Arguments against risk
- Although at times showing ability and understanding beyond his years, he is also very young in some of his attitudes. He is clearly a complex person and with such stark contradictions, combined with an underlying belief that he is a risk to others in his predatory and abusive nature, would suggest that a community presence could be damaging. Similarly, his complexity and youth make him vulnerable to others.
- As it seems inevitable that it will always be too much of a risk for David to be permitted freedom to come and go, there must be a question mark over the possibility of always having staff or the funding available to accompany him out.
- With no suitable resources available within the local area, this will inevitably mean David being placed a great distance from his family. David is alienated enough owing to his behaviour. The younger sisters and brothers are being denied opportunities to know him.

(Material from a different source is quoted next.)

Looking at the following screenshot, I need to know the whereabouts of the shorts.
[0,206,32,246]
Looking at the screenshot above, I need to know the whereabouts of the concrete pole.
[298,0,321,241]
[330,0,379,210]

Managing a young person who states very clearly that he believes himself to be a sexual risk to others is a very challenging and potentially daunting task, writes Andrew Durham. Jamie Schofield has done well to find an appropriate resource for David. I agree with him that a standard children’s home placement would be a high risk for all, including David. It is important for those involved with David’s current intervention not to lose sight of the fact that at some point in his future, David will be living in the community. If, by being in a residential placement, he is kept too much out of the community, he will be hindered in developing life skills. One should also bear in mind David’s age and family history, and remember that he is essentially a victim. David’s experience of being sexually abused needs to be explored with him fully, looking at how he has interpreted it, and the influence it is likely to have had on his subsequent beliefs and feelings about himself. The issues of being sexually abused, sexually abusing others and being gay, need to be disentangled, as part of a full programme of specialist therapeutic intervention.
David is clearly prepared to engage in the therapeutic process, but his co-operation should not be allowed to result in any complacency. He needs to be challenged about the impact of his sexually abusive behaviour on others.
Andrew Durham is consultant practitioner, sexualised inappropriate behaviours service, Warwickshire social services.